I was very moved recently to read a story from the relationship of Branch Rickey and Jackie Robinson. As most of you know, Jackie Robinson was the first professional baseball player to break the color barrier and Branch Rickey as general manager of the Brooklyn Dodgers at the time was the primary person responsible for Robinson having that opportunity.
When Jackie Robinson and Branch Rickey met for the first time in 1945 for Rickey to offer Robinson the chance to play for the Dodgers, the general manager asked the player an unusual question. Well aware of the abuse, insults and hatred that would likely come Robinson’s way if he chose to play for the Dodgers, Rickey said to him, “I know you are a good ball player, what I don’t know if whether you have the guts. I am looking for a ballplayer with guts enough not to fight back.”

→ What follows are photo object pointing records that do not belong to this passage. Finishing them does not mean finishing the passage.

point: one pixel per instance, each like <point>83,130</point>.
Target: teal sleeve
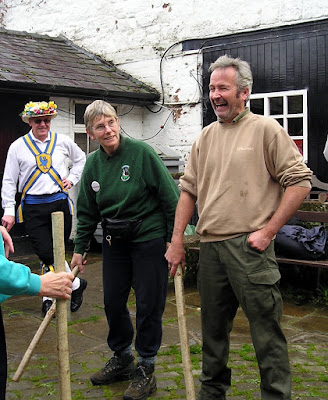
<point>15,278</point>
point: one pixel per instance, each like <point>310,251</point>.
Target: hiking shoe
<point>77,295</point>
<point>142,385</point>
<point>116,369</point>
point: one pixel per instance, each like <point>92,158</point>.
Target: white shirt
<point>21,163</point>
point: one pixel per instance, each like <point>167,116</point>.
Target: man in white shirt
<point>36,167</point>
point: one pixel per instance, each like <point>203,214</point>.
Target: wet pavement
<point>305,326</point>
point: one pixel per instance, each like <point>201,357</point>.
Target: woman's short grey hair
<point>244,78</point>
<point>96,109</point>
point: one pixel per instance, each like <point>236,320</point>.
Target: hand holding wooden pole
<point>62,332</point>
<point>38,335</point>
<point>184,336</point>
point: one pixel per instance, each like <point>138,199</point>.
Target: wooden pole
<point>38,335</point>
<point>61,312</point>
<point>184,336</point>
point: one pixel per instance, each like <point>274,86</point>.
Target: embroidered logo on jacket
<point>125,173</point>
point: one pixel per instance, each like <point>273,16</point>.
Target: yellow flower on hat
<point>38,108</point>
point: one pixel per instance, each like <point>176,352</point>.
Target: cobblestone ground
<point>306,328</point>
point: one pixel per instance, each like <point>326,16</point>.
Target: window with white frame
<point>80,136</point>
<point>289,109</point>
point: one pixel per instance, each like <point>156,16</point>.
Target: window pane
<point>295,104</point>
<point>81,141</point>
<point>257,106</point>
<point>79,113</point>
<point>295,126</point>
<point>299,144</point>
<point>276,105</point>
<point>281,121</point>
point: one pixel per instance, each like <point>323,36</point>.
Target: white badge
<point>95,186</point>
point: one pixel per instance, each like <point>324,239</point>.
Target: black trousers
<point>144,266</point>
<point>38,226</point>
<point>3,360</point>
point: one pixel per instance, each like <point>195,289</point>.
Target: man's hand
<point>260,240</point>
<point>57,284</point>
<point>77,260</point>
<point>175,255</point>
<point>9,247</point>
<point>8,221</point>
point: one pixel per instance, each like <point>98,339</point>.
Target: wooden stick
<point>57,219</point>
<point>38,335</point>
<point>184,336</point>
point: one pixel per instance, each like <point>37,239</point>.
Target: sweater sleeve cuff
<point>35,285</point>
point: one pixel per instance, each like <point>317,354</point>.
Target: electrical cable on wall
<point>151,137</point>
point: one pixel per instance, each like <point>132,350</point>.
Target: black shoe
<point>77,295</point>
<point>116,369</point>
<point>142,385</point>
<point>46,306</point>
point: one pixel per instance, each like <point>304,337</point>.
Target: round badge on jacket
<point>125,173</point>
<point>95,186</point>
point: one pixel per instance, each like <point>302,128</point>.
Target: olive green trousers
<point>231,273</point>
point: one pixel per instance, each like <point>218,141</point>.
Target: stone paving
<point>306,328</point>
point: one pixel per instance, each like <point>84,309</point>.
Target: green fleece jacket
<point>131,183</point>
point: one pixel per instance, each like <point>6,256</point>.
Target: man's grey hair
<point>96,109</point>
<point>244,78</point>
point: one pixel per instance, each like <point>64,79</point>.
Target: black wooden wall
<point>284,58</point>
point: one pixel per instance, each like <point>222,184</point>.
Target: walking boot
<point>143,383</point>
<point>118,368</point>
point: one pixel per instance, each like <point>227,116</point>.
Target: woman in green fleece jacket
<point>126,180</point>
<point>17,279</point>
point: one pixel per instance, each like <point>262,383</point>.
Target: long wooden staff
<point>184,336</point>
<point>37,337</point>
<point>39,333</point>
<point>57,219</point>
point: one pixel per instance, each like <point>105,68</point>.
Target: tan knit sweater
<point>238,172</point>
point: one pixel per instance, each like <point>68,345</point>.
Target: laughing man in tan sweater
<point>248,178</point>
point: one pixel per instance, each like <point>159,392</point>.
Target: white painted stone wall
<point>136,34</point>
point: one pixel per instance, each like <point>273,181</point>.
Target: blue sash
<point>43,166</point>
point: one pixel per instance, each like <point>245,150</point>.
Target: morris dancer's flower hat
<point>38,109</point>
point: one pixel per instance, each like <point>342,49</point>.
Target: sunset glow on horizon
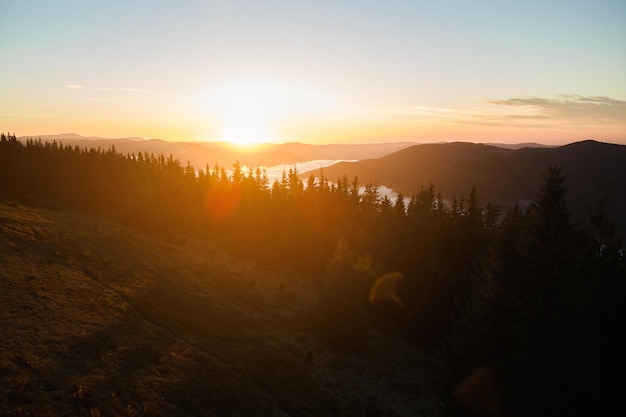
<point>316,72</point>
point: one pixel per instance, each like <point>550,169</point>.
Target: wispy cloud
<point>25,115</point>
<point>532,112</point>
<point>113,89</point>
<point>594,108</point>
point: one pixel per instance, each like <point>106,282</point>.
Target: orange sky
<point>324,72</point>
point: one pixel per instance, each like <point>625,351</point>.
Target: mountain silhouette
<point>501,176</point>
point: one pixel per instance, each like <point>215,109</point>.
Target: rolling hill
<point>100,319</point>
<point>501,176</point>
<point>199,154</point>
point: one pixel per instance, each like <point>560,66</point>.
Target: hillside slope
<point>100,319</point>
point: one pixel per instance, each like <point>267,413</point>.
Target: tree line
<point>529,296</point>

You see Branch Rickey was convinced that their success would be based on both of them being able and willing to take the higher road in the midst of incredible odds, circumstances and hatred that would come their way. As Robinson left the meeting, Branch Rickey gave him a copy of the book Life of Christ and turned in it to Jesus’ words in the Sermon on the Mount from Matthew where Jesus said, “if you are slapped on the right cheek, turn the other too…” That day, these were the words both men committed to live by in light of what lay ahead. (7 Men, pages 126-128, Eric Metaxas, Thomas Nelson, 2013)
Today, do we have the courage to live similarly in our own relationships?
Joseph listened to a higher voice and he followed a higher path. Today, are we willing to do the same? Amen.